Quorum Queues Internals - A Deep Dive

In this article we’ll take a closer look at the Raft distributed consensus algorithm used by the new Quorum Queues feature of the upcoming RabbitMQ 3.8 release.

Quorum queues will be a new high availability offering that addresses some deficiencies of the existing mirrored queue functionality. It also introduces some new issues as we described in our article about Quorum Queues.

Each Quorum Queue is a replicated queue; it has a leader and multiple followers. A common term to refer to these leaders and followers is the word replica. A quorum queue with a replication factor of five will consist of five replicas: the leader and four followers. Each replica will be hosted on a different node (broker). We need multiple replicas in order to achieve high availability and durability. Depending on the replication factor of a quorum queue, we can lose one or more brokers without message loss and continued availability of the queue.

Introduction to Raft

Raft is a distributed consensus algorithm, that means it is a distributed algorithm where multiple nodes agree on some state. In Raft the state is an ordered sequence of commands. Those commands in RabbitMQ are the writes, reads, acknowledgements etc, that a queue processes when interacting with clients.

Raft refers to nodes or servers, which translate to queue replicas. Each quorum queue is a separate Raft cluster, so if we have 100 quorum queues, there are 100 Raft clusters. Running many hundreds or thousands of Raft clusters creates a communication flood that would be too resource intensive, so there is a variant of Raft called Multi-Raft, where the communications of the separate Raft clusters are combined and batched together into fewer calls. The RabbitMQ team decided for a Multi-Raft implementation for this reason.

Regardless of using Multi-Raft, the logical design of the standard Raft protocol still holds true and that is what we’ll cover next.

With Raft, all reads and writes go through a leader whose job it is to replicate the writes to its followers. When a client attempts to read/write to a follower, it is told who the leader is and told to send all writes to that node. The leader will only confirm the write to the client once a quorum of nodes has confirmed they have written the data to disk. A quorum is simply a majority of nodes. A cluster of three nodes has a quorum of two, a cluster of five has a quorum of three. Each node stores all commands in a log structure, where each command has an index in that log. The job of the consensus algorithm is to ensure that all nodes have the same command in the same index in their log.

Fig 1. Raft consensus

Raft has three main components:

leader election
log replication
cluster membership changes

Leader Election

Leader election is the process of agreeing on a leader.
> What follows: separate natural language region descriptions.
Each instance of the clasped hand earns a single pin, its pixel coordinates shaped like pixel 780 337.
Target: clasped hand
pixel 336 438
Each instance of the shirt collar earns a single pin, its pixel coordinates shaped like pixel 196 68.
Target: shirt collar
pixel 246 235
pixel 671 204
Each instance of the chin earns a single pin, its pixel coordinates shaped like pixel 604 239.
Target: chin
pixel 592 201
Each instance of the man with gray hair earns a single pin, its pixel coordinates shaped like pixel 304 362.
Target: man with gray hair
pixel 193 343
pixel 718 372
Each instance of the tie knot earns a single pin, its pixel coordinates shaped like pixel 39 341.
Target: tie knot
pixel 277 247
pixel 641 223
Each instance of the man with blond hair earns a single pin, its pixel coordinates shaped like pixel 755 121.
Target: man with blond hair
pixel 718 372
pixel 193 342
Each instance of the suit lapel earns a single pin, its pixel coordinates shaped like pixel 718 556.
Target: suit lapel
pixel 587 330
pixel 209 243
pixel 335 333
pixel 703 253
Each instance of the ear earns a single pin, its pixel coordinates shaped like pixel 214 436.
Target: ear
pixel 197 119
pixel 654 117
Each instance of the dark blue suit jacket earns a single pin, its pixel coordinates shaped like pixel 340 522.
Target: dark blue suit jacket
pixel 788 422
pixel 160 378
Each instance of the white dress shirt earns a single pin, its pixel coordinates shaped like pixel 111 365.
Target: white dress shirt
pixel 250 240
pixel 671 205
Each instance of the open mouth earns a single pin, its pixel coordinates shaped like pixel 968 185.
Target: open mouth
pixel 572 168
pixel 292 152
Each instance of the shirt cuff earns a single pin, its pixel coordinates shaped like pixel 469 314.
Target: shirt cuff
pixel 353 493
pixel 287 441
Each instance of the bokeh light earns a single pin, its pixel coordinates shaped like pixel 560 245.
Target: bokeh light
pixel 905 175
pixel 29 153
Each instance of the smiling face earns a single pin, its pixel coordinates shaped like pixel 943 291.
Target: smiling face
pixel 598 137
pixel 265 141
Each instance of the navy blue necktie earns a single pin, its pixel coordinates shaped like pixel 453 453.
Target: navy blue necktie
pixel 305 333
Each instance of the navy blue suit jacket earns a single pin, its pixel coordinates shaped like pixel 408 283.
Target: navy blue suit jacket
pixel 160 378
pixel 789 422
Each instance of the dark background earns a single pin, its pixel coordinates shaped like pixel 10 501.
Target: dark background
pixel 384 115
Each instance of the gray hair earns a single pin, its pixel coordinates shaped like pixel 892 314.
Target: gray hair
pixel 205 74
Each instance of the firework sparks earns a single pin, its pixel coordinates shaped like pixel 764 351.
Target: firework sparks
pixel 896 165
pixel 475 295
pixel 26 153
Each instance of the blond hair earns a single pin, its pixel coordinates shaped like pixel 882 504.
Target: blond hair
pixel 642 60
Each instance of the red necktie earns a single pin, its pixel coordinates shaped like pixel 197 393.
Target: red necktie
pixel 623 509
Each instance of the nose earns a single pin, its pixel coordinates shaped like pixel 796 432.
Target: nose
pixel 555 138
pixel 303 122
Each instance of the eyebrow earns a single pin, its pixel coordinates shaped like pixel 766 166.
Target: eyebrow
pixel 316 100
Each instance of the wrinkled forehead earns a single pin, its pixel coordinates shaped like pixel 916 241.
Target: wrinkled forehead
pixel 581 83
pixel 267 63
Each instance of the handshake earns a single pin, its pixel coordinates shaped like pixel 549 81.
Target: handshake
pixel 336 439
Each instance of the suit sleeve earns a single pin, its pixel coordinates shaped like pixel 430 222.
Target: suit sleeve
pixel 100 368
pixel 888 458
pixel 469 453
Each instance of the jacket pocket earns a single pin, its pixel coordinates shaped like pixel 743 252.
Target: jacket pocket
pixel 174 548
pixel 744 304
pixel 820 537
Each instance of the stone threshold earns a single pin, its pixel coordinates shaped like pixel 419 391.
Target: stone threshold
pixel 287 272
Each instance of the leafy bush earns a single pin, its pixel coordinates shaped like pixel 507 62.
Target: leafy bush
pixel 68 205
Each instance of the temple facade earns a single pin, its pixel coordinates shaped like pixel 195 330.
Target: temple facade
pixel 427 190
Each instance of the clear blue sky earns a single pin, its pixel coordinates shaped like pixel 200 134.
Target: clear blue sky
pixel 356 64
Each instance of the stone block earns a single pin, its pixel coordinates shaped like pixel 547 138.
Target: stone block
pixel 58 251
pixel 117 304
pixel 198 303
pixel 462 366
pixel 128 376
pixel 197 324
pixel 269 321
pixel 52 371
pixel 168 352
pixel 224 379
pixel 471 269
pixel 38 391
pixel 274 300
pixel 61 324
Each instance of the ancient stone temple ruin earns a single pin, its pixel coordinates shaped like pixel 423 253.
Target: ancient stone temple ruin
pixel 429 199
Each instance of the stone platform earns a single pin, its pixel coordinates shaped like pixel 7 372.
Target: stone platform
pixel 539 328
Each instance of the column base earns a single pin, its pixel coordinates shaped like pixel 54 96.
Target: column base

Raft does not permit two functional leaders at the same time.

Each node will be in one of three states:

Follower. In this state a node issues no requests but passively waits for requests to come in from the Leader or Candidates
Candidate. Used for leader election. When a follower detects the loss of the leader, they transition to the Candidate state and start sending out RequestVote requests to all other nodes.
Leader. Responsible for interacting with clients and replicating the log to the Followers.

Fig 2. Follower, leader, candidate

When a node starts-up it is in the Follower state and it waits for a heartbeat from the leader. If the wait times out then it transitions to the Candidate state and it sends out a RequestVote message to all members of the cluster. If other nodes also timed out waiting for the leader heartbeat then they may also be sending out RequestVote requests at the same time. If a candidate does not get a majority vote then the node transitions back to the Follower state. Only if the node gets a majority vote it will become the leader. The first node to send out its RequestVote requests will usually become the leader.

Fig 3. RequestVote

Once a node becomes the leader it sends out a periodic heartbeat to all followers. If the leader fails or is shutdown, then the Followers will time out (Election timeout period) waiting for the heartbeat and they will start sending out RequestVote requests again and one will become the new leader.
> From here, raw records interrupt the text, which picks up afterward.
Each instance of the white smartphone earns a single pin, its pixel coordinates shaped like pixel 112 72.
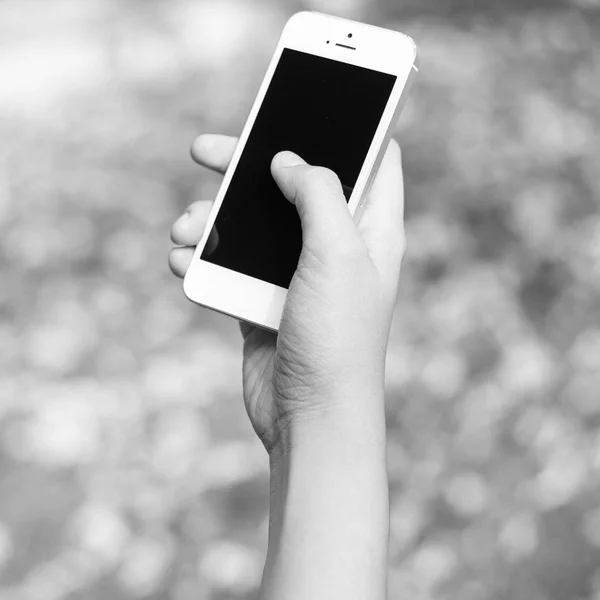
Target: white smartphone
pixel 332 94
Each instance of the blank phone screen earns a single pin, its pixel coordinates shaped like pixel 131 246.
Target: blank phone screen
pixel 327 112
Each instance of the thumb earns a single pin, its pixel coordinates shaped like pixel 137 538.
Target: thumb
pixel 316 192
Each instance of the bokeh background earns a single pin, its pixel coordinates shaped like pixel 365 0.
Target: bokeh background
pixel 128 468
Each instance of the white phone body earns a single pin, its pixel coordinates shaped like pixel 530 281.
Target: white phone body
pixel 254 300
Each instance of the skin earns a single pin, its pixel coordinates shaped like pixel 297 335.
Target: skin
pixel 314 392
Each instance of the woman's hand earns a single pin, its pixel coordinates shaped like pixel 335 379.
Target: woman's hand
pixel 325 369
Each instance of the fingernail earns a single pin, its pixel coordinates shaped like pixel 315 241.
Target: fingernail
pixel 184 217
pixel 289 159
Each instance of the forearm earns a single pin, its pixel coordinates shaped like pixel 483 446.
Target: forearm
pixel 329 519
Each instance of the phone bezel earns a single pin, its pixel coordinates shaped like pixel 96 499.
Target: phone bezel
pixel 253 300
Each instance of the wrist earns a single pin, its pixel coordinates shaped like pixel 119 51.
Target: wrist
pixel 337 428
pixel 329 507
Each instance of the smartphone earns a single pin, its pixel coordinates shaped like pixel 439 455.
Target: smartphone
pixel 332 94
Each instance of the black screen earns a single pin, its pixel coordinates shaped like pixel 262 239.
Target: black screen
pixel 325 111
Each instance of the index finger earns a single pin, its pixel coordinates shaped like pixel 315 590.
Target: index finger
pixel 382 222
pixel 214 151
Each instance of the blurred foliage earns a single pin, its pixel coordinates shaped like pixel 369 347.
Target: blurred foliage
pixel 128 468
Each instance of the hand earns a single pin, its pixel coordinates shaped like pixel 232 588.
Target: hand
pixel 326 366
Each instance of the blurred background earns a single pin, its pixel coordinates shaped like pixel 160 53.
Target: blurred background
pixel 128 468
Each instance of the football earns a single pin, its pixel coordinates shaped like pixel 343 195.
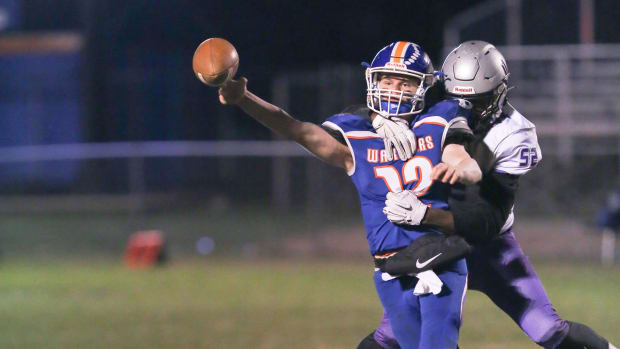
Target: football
pixel 215 61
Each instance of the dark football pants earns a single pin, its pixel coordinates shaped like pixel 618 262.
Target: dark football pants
pixel 501 270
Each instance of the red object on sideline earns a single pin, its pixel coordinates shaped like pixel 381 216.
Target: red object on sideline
pixel 144 249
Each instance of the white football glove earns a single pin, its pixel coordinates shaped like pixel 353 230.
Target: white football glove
pixel 404 208
pixel 397 134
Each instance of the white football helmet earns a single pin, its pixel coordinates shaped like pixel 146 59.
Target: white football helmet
pixel 477 71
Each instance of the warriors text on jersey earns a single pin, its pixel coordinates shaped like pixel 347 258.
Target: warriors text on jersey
pixel 374 176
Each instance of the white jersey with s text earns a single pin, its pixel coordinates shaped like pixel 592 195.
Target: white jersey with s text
pixel 515 145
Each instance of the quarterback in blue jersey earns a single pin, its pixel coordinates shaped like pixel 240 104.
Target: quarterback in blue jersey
pixel 483 213
pixel 424 309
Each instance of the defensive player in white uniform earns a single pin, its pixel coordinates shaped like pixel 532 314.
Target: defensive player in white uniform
pixel 483 213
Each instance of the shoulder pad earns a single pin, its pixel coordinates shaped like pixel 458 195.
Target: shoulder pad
pixel 450 109
pixel 349 122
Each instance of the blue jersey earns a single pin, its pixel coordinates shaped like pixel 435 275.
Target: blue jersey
pixel 374 176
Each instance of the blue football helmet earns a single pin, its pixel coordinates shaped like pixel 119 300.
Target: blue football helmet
pixel 405 59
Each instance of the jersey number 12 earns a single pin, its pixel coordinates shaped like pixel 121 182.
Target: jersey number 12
pixel 417 169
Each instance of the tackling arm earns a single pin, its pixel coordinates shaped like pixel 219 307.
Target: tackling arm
pixel 309 135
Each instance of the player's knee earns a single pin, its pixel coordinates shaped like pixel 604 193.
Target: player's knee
pixel 369 342
pixel 545 329
pixel 582 336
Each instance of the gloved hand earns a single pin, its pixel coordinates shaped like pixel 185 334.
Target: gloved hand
pixel 397 134
pixel 404 208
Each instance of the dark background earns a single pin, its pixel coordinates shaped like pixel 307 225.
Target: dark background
pixel 137 79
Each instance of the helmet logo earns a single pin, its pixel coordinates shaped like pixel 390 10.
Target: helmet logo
pixel 395 65
pixel 463 90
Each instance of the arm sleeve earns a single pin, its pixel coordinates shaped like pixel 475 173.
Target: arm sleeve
pixel 481 210
pixel 335 133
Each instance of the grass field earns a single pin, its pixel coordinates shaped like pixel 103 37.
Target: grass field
pixel 253 304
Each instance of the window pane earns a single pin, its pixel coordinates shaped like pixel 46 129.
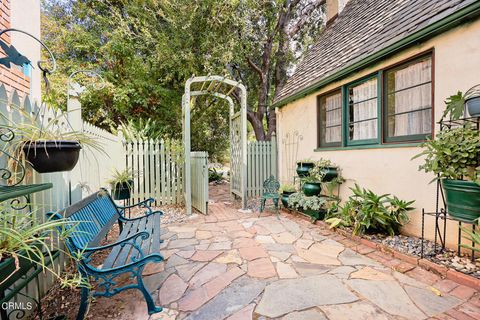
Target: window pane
pixel 409 99
pixel 331 119
pixel 362 110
The concept of a term (also known as an epoch or fencing token) is a monotonic counter (a logical clock) that is used to detect out-of-date nodes that might have been disconnected or down for a while and have obsolete information. Each time a Follower transitions to Candidate, it increments its term and includes that term in its RequestVote messages. Once a leader is elected, the term does not change until the next election. The current term is included in all communications as a safety mechanism.

To win an election there are three rules:

A majority of nodes should respond with a positive vote
When a candidate sends a RequestVote message, it includes what it considers is the current term + 1. The receiving node checks that the term is greater than its own. This prevents stale nodes (that might have been disconnected or down for a while) from gaining leadership.
A candidate includes in the RequestVote message, the last log entry index in its log. A node will reject the message if the index is behind its own committed last log entry index. This ensures that a node that is further behind cannot become the leader as this would cause data loss.

Log Replication

Log replication is performed by the leader sending AppendEntries messages to its followers. The Followers are able to indicate to the leader what their last committed index is and the leader can send out AppendEntries messages with the next commands from that point. This means that a leader can be replicating log entries to one follower that is mostly up-to-date and also to another follower that just joined and has no data at all. The AppendEntries message acts as the leader heartbeat and is sent out periodically even if there is no new data.

Fig 4. Log Replication

Network Partitions

When a network partition occurs that breaks communications between nodes, mirrored queues have the possibility of entering a split-brain mode (unless pause minority is used). This is where the nodes that are on the other side of the partition from the leader, stop seeing the leader and elect a new one. Now the cluster has two leaders who accept reads and writes. Having two leaders accepting reads and writes allows for continued availability at the cost of a divergent queue and can result in message loss.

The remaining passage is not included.